Concentrated feed must be fed to horses with great care and caution, always respecting the indicated amount (maximum supply recommendations of 0.4 – 0.5 kg per 100 kg of live weight) to avoid an excess amount and also to avoid triggering any metabolic problems.
When necessary, it is recommended to increase the number of treatments concerning the volume supplied: portions of up to 4 kg (2 times a day), 4-6 kg (3 times a day), and more than 6 kg (4 times a day).
Competition Horse Supplementation
Supplements are provided to improve the performance of athlete horses so that they deliver better results, both in day-to-day training and pre-and post-race moments. However, the focus should not only be on improving performance but also on maintaining the horse’ health.
Food and water intake in adequate amounts are not enough to provide the horse with the needed energy levels. In addition to the energy levels, proteins, minerals, and vitamins are necessary for athletic horses.
Therefore, adding vitamins, minerals, and amino acid supplements to the food routine is essential to meet the demands of nutrients and energy. Supplementation must be done in a balanced and strategic way to avoid excesses.
It is essential to carry out nutritional planning based on the specific needs of each horse according to its breed, age, type of sport it’s participating in, and other specific characteristics.
Confinement, travel, and high demand during competitions are stressful factors to which the athletic horses are subjected to, which can cause irritability, anxiety, nervousness and aggressive behaviors.
Maintaining the health and well-being of an athletic horse is important. It is also important that the animal is monitored by a veterinarian and undergoes periodic examinations. This helps to rule out changes that often go unnoticed at first, such as gastritis, skin irritations, teething, ear, spine problems, or mild lameness that may not be easily noticeable by the trainer.
The facility where the animal is located must be suitable for it to stay in, with sufficient space, availability of clean water, adequate cleaning, bedding material, and suitable size of troughs, among others.
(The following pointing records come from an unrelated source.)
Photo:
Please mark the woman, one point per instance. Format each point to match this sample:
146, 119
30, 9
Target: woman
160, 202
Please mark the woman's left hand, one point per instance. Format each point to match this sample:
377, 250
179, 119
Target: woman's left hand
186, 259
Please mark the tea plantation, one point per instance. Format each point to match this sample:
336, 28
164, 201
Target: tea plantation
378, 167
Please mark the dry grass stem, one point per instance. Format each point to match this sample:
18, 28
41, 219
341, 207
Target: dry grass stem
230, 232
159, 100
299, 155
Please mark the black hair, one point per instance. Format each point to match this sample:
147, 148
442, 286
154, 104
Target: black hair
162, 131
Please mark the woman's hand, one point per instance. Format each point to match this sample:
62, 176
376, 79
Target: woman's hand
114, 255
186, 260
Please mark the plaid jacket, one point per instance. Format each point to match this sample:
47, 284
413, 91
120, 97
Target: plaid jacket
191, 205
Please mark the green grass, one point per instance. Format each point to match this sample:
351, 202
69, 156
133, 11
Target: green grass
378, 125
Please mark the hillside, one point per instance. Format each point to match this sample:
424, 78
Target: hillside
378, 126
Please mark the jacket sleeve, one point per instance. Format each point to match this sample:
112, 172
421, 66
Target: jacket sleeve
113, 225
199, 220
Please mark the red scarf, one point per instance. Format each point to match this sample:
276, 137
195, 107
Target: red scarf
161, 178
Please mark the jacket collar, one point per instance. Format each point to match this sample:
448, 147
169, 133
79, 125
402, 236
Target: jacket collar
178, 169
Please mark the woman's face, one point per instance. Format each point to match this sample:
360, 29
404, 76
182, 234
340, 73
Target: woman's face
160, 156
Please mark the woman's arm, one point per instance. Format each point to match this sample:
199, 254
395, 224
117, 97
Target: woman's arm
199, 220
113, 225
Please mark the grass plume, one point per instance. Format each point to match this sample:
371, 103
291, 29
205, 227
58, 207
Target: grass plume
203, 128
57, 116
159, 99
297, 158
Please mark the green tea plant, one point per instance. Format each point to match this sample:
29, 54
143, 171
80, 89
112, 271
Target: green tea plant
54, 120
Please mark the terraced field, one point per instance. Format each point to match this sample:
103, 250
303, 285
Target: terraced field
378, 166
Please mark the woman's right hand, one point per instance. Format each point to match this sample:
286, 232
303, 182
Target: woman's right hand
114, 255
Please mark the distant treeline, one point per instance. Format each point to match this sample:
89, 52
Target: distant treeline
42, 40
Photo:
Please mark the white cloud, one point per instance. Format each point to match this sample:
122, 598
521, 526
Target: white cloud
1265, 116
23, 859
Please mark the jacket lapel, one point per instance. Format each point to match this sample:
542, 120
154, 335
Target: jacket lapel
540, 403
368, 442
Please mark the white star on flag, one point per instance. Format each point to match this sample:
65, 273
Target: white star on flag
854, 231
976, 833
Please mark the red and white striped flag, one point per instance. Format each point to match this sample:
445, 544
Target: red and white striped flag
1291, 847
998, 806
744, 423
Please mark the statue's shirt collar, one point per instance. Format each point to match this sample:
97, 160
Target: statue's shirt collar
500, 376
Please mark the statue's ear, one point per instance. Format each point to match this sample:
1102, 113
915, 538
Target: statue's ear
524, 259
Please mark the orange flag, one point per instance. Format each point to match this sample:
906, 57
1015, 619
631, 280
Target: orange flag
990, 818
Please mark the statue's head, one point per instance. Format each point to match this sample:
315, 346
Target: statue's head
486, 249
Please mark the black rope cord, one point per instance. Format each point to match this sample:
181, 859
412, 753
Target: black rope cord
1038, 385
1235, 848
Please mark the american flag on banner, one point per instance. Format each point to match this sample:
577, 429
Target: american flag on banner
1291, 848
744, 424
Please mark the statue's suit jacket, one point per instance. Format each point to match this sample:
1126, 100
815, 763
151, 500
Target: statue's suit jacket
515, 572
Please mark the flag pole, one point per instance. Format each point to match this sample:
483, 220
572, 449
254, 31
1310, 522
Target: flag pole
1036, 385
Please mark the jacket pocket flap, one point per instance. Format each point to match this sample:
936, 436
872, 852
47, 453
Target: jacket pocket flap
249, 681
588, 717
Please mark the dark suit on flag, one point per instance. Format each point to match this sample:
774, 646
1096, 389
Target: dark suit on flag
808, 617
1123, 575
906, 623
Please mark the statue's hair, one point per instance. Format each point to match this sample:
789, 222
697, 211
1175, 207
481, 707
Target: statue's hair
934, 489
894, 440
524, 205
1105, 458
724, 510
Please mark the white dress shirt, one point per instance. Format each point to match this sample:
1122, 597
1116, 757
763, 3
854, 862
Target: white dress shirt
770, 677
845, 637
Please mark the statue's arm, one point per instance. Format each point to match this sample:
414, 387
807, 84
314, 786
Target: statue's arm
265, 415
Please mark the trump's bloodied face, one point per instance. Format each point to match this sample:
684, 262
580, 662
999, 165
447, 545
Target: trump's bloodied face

Having environmental enrichment strategies and allowing the horse to have visual contact with other animals can improve its well-being. The contact inside a stable is associated with a lower occurrence of abnormal behaviors, such as aerophagia, walking in circles, and even the tolerance for food intake.
Regular exercise, such as a light trot on the lead, can help to minimize the horse’s excess energy and anxiety, even before the planned training. Regular exercise is essential for the horse to have an established routine, reducing anxiety levels.
The association of positive reinforcements with the desired behavior, especially in the animal’s most stressful and challenging moments, makes it more calm and more collaborative in subsequent situations.
Having a careful diet, good exercise routines, and a well enough environment can improve the horses’ well-being and, thus, improve how they perform. An animal that works at its top mental and physical capability, with low levels of stress and anxiety, can learn better during training and may even perform much better.